Nuance Voice Recognition (Dragon)
Access to Dragon's Mobile Mic app
Several physicians are very interested in obtaining access to the app, but the monthly fee is not part of the existing Nuance contract. Users are being told that there are no funds to pay for the technology.
Access to Dragon within the Cerner application
- Some sites ((e.g., Good Shepherd) do not have access to the technology within Cerner.
- We do not have a process to access Dragon when CareConnection is down.
Decisions & next steps
- Meetings will be moved to 7-8 AM on the second Thursday of the month.
- Update group on next steps with provider directory consolidation at the next meeting.

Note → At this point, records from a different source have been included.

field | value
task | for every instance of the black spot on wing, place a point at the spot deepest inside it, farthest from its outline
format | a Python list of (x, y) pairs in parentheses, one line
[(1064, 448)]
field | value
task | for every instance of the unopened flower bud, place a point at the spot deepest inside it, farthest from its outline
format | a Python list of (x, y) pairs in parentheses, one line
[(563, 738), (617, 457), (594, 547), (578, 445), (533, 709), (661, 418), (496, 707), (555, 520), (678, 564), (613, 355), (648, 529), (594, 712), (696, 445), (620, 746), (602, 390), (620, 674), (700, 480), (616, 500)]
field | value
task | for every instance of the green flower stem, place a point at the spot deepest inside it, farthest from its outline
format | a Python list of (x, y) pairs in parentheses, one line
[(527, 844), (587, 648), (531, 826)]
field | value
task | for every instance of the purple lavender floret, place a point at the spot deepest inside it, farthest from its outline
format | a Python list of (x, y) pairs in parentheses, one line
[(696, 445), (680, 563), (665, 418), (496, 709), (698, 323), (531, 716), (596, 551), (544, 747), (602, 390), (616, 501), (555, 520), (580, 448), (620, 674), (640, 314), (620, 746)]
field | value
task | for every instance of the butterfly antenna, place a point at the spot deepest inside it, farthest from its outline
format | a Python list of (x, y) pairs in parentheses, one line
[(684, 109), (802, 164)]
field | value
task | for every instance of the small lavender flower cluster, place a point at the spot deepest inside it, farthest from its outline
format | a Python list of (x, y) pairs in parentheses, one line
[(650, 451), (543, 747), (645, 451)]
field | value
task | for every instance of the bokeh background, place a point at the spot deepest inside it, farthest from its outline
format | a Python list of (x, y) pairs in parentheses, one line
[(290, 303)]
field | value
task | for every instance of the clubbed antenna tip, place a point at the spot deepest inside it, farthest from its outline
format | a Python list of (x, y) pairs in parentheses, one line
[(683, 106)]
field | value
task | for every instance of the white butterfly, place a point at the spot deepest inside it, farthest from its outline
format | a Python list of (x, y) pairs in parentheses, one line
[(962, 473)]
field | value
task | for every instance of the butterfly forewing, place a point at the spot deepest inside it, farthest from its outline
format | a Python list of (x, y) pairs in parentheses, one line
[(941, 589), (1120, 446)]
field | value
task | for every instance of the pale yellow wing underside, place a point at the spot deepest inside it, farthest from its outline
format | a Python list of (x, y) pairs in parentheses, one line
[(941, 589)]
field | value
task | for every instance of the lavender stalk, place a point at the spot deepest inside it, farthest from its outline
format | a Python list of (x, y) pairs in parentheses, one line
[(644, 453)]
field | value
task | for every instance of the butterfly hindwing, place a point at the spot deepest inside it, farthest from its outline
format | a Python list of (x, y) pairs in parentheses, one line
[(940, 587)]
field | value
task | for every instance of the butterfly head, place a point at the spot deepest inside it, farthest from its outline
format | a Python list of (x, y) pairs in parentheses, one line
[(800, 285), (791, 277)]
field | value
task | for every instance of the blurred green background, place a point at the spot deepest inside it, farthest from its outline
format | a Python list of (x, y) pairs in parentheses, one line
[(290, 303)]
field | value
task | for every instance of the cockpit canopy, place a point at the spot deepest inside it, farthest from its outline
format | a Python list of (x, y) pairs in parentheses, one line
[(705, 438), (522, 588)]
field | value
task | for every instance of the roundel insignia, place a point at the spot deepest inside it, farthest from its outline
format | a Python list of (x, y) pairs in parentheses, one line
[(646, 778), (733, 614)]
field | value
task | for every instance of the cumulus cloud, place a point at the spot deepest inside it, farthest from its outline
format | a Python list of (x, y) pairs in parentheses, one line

- Anupam to follow-up with Beth Halperin on blood viewing request.
- Anupam to follow-up with AMG leadership team on understanding the process by which Dragon Mobile Mic app licenses are currently distributed.
- Anupam to obtain Dragon Medical One deployment schedule so users will know when to expect to access Dragon from within CareConnection (and CliniCare).
- Anupam to discuss strategy to access Dragon independent of our clinical applications in case of downtime.
Issues from prior meetings
[] If the signature + specialty request (with changing the resident's specialty with each rotation) and SmartTemplate work are performed by separate teams, then we will proceed down both paths simultaneously. Otherwise, we will work on the SmartTemplate request first before adding troponin in the daily labs SmartTemplate.
[] Anupam is still waiting to hear back from the Advance Care Planning Council about changing the requirement for a physical signature for LET orders.
[ ] Anupam to present electrolyte management to the ED Clinical Excellence Council to determine if this protocol could be applied in that setting.
Next meeting September 14th 0700-0800 hours CST.